We survivors sometimes forget the human cost of our failed War of Southern Independence.  The casualty rate for Confederate officers was about 25%.  For Union officers it was 10 percent, easily replaced by incoming foreigners.

The loss of talented men—future outstanding leaders, writers, scientists, artists, scholars, builders, clergy, entrepreneurs— was very near catastrophic for the future of the South.  The only good news was that  there were young men who had survived and  been trained in leadership and educated in constructive knowledge by   the war.

One of the losses was Maxcy Gregg, mortally wounded at the age of 48 commanding a Confederate brigade  at Fredericksburg.  A lifelong resident of Columbia, South Carolina, Gregg was a talented amateur scientist.  He tied for first in his class at South Carolina College.  He was the grandson of Jonathan Maxcy, the highly regarded president of the College, and a child of Revolutionary stock, not only in South Carolina, but the heroic naval Hopkins family of Rhode Island.

Gregg had a first class astronomical observatory in his house and was familiar with all the pioneer ornithological literature of the time.  Voting for secession in the State convention, he immediately joined the Southern army.

Shotwell Publishing has issued a new paperback edition of Maxcy Gregg’s Sporting Journals, 1842-1858, edited by Suzanne P. Johnson. For more than 20 years Gregg kept a full record of his hunting activities, chiefly all over South Carolina (Upcountry and Low Country),  but also in the North Carolina mountains and in Mexico when he was serving as a volunteer captain in the war there.

His handwritten journals have long rested unknown in the South Caroliniana  Library until meticulously transcribed for publication by Suzanne Johnson.

As emphasized in the Introduction by Prof. James E. Kibler,  the journals provide a rich documentation of more than hunting.  We get pictures of the society of the time, people of all classes including the household slaves.  We get insights into weather, topography,  the writer’s relationship to fellow South Carolinians,  other sportsmen and to horses, dogs, and firearms. (Gregg was never able to become as good a shot as he wanted.)

As a hunter he was also a deliberately occupied scientist, recording much information about many different birds.  Unfortunately,  most of the time identifying and studying the birds required shooting them first. It was the standard of the times.  The great naturalist Audubon killed hundreds of the birds he described and painted.  It did not endanger the species.

This work provides an original and interesting view of the antebellum South.  There has long been in Columbia a Maxcy Gregg Park.  As far as I know the jihadist cultural cleansers have not noticed this.  Don’t tell them.


Clyde Wilson

Clyde Wilson is a distinguished Professor Emeritus of History at the University of South Carolina where he was the editor of the multivolume The Papers of John C. Calhoun. He is the M.E. Bradford Distinguished Chair at the Abbeville Institute. He is the author or editor of over thirty books and published over 600 articles, essays and reviews and is co-publisher of www.shotwellpublishing.com, a source  for unreconstructed Southern books.

5 Comments

  • Earl Starbuck says:

    General Gregg’s death at Fredericksburg was a terrible loss. I have often wondered why that gap in Hill’s line was left open and uncovered the way that it was.

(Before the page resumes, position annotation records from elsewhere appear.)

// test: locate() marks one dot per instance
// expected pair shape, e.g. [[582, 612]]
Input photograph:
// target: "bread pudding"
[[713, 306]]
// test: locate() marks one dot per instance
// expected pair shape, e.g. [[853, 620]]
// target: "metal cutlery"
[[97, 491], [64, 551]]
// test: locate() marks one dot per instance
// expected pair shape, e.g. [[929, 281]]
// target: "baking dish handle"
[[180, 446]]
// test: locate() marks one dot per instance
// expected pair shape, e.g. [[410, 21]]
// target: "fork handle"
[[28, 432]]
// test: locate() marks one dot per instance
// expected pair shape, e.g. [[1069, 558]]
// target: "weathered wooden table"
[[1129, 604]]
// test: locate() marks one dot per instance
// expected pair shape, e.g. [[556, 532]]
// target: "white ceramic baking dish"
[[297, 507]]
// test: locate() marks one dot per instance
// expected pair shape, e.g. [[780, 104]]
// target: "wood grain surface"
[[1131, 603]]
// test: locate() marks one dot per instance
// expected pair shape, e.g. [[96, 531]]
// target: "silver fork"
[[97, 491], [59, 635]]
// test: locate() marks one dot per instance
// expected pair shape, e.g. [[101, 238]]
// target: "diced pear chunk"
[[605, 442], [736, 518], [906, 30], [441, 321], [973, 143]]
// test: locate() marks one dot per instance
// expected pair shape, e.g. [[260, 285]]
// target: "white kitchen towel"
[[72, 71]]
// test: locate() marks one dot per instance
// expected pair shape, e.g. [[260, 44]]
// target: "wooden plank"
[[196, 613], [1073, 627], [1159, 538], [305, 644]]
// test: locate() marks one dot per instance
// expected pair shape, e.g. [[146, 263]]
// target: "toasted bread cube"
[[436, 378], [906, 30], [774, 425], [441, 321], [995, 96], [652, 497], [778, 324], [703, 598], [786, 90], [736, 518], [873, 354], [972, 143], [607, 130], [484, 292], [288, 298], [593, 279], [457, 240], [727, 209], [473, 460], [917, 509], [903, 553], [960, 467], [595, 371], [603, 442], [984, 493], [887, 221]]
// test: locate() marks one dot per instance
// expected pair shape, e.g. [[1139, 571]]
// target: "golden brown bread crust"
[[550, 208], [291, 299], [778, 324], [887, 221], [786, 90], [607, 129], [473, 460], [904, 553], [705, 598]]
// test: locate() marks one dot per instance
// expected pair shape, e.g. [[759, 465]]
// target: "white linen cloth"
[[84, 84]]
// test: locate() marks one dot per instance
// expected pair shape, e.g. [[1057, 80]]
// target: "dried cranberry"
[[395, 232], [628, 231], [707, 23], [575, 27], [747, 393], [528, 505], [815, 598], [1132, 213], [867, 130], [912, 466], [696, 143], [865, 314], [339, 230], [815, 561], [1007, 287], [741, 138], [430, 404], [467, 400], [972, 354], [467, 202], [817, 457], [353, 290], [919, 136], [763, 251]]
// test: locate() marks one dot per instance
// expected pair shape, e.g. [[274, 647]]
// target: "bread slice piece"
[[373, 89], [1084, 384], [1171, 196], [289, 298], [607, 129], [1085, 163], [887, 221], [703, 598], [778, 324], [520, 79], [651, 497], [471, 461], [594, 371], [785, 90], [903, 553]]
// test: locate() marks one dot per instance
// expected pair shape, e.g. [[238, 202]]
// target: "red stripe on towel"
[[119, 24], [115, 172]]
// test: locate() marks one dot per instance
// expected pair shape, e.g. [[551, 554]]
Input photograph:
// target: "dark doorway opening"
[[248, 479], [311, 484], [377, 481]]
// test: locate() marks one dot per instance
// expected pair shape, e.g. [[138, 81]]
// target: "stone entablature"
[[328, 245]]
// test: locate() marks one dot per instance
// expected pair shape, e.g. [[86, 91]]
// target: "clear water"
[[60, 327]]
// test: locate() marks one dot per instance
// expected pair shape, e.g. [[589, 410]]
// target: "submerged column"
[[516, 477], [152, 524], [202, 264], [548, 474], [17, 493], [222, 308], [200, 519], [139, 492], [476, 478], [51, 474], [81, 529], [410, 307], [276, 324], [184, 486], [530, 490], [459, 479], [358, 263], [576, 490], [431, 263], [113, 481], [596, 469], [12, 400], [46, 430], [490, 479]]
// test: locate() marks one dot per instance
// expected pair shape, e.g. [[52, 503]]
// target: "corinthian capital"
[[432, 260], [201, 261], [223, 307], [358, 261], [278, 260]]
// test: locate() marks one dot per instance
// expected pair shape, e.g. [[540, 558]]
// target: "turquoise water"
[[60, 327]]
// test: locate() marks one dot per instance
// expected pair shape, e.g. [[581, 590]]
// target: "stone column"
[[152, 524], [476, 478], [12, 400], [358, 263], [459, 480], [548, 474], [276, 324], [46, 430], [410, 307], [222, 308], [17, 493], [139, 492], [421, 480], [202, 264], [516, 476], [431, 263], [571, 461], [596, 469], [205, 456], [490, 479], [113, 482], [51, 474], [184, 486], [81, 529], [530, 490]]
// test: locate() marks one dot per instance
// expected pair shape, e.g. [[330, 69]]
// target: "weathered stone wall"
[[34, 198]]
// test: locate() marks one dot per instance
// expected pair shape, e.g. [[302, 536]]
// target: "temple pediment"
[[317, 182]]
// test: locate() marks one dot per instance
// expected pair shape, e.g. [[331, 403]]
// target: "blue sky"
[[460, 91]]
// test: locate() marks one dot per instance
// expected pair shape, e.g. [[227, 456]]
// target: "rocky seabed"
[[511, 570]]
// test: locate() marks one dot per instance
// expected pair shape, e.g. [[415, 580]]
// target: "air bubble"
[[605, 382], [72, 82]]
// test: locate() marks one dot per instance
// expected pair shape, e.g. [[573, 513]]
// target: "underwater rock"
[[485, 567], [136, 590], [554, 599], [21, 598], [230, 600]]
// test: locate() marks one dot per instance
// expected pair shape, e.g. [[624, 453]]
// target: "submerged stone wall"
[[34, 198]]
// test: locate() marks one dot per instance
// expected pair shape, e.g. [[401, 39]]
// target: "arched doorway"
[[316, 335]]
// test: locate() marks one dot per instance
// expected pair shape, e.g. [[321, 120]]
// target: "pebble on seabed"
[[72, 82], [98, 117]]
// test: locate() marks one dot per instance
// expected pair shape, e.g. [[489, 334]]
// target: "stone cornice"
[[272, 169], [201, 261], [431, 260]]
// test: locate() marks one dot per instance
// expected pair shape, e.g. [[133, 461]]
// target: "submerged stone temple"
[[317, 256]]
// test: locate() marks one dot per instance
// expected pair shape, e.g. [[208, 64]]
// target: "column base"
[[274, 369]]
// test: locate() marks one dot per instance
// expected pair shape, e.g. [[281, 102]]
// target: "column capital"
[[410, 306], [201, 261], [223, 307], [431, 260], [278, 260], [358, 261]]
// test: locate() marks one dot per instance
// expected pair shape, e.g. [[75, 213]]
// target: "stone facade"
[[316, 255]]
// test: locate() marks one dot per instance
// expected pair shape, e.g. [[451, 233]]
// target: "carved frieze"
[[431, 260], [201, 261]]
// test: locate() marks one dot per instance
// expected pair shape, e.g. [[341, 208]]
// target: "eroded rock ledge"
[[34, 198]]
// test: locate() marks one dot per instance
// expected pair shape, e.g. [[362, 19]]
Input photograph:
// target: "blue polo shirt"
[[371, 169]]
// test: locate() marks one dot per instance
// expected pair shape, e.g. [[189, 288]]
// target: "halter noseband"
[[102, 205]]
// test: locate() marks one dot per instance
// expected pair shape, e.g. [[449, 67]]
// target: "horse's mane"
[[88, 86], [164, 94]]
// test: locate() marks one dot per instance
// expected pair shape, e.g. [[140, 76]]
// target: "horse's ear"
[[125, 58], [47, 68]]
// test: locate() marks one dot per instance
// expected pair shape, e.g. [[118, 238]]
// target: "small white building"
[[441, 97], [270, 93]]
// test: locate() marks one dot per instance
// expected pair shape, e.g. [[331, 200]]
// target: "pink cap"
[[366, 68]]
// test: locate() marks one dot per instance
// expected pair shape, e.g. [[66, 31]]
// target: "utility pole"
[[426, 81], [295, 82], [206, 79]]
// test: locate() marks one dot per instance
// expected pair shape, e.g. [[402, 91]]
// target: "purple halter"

  • It’s about time this fascinating and overlooked individual received the attention he rightly deserves.

  • Ann says:

    Fascinating. Thank you, Dr.Wilson.
    I would like to get Gregg’s journals for my father.
    Ann McLean

  • Karen L. Stokes says:

    Alexander C. Haskell, who served on Maxcy Gregg’s staff, wrote of him in a letter of February 1861, “Col. Gregg is a gentleman and a soldier, as kind as can be and as stern as Brutus.” Haskell loved and admired Gregg, who was mortally wounded at Fredericksburg in December 1862. One of Gregg’s last acts before he died was to dictate a wire to the governor of South Carolina which stated in part: “If I am to die at this time, I yield my life cheerfully, fighting for the independence of South Carolina.”

  • William Wilson says:

    Excellent. Thanks Dr. Wilson for this call to remember.
    Let’s also keep in our hearts Stonewall Jackson’s cavalry officer in the Shenandoah Valley Campaign, Gen. Turner Ashby, who also died in (June) 1862. He was considered by many to be one of the most promising fighters of the war. He fell near Harrisonburg. A monument marks the spot, and a high school in nearby Bridgewater is named for him. Valley people honor and guard his name.